The captain detached himself from the muscular pack of sailors. “Well, we’re here,” he said to Rema. “I’m glad to see you brought back everything you needed.”

“Has payment for you and your crew been arranged?”

“Aye, we’ll be paid this evening. The crew are looking forward to being back with their families.”

“I hope all your future voyages are as calm as this. All the best to you, Captain.”

The distant imperial guard shifted impatiently under the sun. Rema returned to Elise’s side. “It’s time,” she said, brushing a long hair from Elise’s cheek. Elise nodded and clutched her trunk close.

They crossed the gangplank and joined a mass of sailors, merchants and fishermen chattering in many languages and weaving around one another as they conducted their day’s affairs. Rema had lost sight of the escort, and she peered through the crowd, trying to remember from where on the ship she’d seen them.

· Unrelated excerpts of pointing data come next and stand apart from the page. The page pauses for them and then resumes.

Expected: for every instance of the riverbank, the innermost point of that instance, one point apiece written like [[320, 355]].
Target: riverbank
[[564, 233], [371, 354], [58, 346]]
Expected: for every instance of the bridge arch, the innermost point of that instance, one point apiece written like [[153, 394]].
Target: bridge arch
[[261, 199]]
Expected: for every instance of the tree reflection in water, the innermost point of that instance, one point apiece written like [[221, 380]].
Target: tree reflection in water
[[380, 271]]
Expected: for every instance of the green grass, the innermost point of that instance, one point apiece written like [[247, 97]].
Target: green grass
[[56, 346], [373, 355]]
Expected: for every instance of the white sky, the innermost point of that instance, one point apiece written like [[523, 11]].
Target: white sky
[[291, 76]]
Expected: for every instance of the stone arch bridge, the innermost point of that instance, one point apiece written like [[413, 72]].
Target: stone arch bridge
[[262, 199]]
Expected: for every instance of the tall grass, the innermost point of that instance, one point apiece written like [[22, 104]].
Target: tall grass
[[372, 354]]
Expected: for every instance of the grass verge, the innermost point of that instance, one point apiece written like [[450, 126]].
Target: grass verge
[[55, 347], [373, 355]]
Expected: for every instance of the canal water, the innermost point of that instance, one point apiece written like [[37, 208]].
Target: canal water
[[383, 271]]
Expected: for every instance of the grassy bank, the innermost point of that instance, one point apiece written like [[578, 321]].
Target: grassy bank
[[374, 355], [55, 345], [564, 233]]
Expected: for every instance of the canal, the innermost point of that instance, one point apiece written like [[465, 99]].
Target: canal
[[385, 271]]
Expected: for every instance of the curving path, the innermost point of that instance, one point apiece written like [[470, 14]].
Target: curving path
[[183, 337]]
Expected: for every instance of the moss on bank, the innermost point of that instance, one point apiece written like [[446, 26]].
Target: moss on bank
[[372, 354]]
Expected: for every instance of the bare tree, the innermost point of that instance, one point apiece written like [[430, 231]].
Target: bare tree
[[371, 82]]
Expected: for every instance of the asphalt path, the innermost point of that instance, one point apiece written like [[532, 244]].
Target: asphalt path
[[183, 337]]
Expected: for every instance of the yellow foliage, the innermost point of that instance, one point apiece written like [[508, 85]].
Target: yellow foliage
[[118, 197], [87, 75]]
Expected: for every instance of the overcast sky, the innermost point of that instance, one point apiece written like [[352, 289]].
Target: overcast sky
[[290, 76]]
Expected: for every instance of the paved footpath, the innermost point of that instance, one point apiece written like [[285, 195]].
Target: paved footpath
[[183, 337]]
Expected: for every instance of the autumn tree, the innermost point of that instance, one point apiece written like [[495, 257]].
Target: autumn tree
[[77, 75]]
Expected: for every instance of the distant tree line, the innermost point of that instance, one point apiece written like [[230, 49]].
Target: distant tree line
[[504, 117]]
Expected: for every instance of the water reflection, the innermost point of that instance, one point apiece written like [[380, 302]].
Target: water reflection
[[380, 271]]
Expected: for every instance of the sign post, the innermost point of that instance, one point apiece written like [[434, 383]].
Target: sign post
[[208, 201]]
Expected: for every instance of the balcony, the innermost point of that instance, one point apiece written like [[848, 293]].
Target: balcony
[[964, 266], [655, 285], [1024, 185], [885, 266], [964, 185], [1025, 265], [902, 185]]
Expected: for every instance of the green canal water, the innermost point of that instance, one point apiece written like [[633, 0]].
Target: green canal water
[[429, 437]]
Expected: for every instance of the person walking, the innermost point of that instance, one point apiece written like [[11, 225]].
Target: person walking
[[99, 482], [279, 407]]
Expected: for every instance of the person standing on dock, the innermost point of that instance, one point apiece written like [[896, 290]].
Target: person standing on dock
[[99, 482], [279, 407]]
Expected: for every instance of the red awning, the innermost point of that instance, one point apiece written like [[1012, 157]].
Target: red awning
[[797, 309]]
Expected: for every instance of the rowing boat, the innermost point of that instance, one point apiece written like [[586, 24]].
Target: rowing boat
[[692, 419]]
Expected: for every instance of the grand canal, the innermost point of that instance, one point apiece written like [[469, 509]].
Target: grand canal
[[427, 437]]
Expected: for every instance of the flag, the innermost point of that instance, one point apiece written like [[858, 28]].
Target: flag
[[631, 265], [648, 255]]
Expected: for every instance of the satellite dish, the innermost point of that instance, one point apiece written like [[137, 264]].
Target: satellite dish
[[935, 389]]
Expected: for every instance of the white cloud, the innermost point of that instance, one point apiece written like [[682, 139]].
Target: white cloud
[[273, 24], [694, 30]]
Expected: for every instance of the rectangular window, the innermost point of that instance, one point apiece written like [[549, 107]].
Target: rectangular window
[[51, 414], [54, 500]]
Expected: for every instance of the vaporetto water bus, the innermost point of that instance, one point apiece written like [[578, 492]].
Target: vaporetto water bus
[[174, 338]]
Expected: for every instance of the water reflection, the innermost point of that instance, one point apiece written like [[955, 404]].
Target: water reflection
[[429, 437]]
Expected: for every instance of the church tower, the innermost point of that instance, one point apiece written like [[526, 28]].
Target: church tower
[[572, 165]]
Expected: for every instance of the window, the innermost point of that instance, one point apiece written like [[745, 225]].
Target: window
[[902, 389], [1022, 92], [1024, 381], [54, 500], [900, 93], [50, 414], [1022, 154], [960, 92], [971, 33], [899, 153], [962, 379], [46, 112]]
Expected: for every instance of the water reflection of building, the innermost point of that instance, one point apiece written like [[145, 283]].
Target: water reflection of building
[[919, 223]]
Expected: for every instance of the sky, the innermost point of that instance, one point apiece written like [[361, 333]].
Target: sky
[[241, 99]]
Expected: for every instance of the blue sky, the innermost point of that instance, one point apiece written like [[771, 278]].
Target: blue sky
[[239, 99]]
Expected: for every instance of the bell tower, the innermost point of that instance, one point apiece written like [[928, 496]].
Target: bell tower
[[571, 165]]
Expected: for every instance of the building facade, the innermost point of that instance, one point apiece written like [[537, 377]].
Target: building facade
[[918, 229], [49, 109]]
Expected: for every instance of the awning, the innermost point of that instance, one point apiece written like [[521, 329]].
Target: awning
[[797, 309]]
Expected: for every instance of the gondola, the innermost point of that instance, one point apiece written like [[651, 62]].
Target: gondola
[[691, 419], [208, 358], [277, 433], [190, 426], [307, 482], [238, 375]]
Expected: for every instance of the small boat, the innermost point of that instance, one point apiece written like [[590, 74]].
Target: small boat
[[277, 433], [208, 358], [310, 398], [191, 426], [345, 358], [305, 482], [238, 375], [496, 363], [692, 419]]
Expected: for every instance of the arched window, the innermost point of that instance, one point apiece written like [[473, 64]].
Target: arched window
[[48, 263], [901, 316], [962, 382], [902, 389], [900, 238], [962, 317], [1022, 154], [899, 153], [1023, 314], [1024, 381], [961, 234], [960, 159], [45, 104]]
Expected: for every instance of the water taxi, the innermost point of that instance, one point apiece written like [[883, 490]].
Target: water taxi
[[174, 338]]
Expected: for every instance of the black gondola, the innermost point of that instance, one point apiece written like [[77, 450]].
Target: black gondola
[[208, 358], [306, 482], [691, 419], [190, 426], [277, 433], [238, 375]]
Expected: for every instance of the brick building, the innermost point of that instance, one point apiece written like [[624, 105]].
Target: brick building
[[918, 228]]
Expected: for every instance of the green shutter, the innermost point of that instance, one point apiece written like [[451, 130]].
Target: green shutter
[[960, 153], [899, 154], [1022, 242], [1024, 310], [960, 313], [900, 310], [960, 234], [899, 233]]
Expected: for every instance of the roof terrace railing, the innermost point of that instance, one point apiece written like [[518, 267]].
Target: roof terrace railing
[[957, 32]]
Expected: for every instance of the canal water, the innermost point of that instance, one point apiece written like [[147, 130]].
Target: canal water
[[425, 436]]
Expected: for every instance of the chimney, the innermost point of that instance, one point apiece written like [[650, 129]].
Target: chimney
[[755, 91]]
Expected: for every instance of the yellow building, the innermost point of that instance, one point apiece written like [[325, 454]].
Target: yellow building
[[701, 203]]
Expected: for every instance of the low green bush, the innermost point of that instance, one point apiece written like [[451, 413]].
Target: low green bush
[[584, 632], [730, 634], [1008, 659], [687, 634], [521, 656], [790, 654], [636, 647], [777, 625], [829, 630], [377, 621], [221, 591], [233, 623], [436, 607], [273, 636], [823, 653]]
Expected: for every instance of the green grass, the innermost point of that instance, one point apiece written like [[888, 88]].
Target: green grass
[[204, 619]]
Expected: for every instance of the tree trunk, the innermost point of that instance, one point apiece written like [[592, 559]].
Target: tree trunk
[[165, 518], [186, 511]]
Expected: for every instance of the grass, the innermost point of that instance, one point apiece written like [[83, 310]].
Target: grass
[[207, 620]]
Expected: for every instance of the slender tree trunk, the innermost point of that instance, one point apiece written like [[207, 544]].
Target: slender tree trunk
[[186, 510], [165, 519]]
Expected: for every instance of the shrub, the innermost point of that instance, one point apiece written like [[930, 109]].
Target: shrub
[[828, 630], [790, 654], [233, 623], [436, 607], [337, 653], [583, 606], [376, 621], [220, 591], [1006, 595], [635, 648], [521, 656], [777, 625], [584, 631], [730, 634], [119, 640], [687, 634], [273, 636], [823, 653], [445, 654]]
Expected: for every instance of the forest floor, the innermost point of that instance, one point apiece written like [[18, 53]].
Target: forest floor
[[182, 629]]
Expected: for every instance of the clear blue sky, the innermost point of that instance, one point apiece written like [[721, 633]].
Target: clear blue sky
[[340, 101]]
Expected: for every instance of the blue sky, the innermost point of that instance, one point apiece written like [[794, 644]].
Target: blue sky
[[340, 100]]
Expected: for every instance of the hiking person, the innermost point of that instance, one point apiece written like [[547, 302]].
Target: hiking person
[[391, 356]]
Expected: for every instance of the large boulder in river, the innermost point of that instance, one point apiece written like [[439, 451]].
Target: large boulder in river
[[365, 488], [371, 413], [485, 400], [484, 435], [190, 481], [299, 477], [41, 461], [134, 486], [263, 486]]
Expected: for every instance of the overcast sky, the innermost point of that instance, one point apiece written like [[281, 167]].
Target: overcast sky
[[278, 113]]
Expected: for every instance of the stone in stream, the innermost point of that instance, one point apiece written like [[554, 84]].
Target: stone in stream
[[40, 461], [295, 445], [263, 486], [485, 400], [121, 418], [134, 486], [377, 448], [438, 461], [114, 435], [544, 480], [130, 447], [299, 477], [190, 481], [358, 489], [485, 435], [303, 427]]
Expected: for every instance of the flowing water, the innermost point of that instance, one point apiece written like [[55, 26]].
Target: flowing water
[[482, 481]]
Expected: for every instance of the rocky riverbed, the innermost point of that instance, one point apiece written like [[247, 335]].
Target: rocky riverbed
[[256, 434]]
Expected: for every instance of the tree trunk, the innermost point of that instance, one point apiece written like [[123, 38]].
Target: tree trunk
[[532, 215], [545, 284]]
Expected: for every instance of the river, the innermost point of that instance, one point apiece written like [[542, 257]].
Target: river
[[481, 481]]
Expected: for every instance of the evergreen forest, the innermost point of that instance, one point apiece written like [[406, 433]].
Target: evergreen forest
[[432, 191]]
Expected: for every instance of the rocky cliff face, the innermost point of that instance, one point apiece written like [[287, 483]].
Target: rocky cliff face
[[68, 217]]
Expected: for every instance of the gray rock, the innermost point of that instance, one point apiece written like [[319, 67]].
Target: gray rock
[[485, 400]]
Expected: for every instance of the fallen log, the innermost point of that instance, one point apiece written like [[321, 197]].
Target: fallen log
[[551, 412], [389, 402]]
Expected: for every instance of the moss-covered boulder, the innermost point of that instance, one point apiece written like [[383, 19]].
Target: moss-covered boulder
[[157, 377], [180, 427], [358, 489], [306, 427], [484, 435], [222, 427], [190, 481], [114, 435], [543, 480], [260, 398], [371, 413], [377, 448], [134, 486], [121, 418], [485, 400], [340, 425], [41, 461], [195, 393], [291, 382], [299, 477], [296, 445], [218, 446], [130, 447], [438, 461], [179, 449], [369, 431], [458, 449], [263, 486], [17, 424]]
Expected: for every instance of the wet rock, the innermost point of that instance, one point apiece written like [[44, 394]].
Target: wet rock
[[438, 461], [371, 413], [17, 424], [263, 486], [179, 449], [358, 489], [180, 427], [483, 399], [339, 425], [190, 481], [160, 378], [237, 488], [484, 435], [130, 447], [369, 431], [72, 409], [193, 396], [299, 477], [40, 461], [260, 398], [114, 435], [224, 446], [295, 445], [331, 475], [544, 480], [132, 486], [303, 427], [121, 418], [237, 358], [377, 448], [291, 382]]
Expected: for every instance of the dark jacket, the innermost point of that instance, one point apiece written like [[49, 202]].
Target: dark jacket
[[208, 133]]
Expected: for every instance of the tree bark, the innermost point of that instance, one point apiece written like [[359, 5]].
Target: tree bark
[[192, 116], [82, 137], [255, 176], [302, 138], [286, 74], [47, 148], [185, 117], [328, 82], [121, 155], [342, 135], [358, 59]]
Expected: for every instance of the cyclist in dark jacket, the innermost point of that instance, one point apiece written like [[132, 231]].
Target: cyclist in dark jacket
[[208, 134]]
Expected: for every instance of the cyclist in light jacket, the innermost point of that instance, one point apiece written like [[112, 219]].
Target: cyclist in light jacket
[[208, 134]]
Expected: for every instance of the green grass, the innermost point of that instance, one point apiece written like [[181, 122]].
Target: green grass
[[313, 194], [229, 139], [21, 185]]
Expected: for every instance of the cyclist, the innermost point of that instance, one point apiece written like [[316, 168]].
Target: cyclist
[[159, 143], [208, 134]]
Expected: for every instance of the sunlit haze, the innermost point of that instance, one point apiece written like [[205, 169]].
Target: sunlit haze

The crowd parted to reveal Artunos approaching with two golden guards at his flanks. He halted and bowed, sweeping his cape before him. As he straightened, his gaze moved to Elise. “She’s an odd-looking one. Do all their women appear so surly?”

“Watch out. She speaks Annari.” Rema smiled. It was typical of Artunos to begin by making a prig of himself. “And I happen to think she’s very attractive.”

“My apologies!” Artunos bowed to Elise, who scowled at him. “Weariness has impaired my discretion. We’ve been waiting for hours, and were beginning to think this would be the wrong day for your arrival.”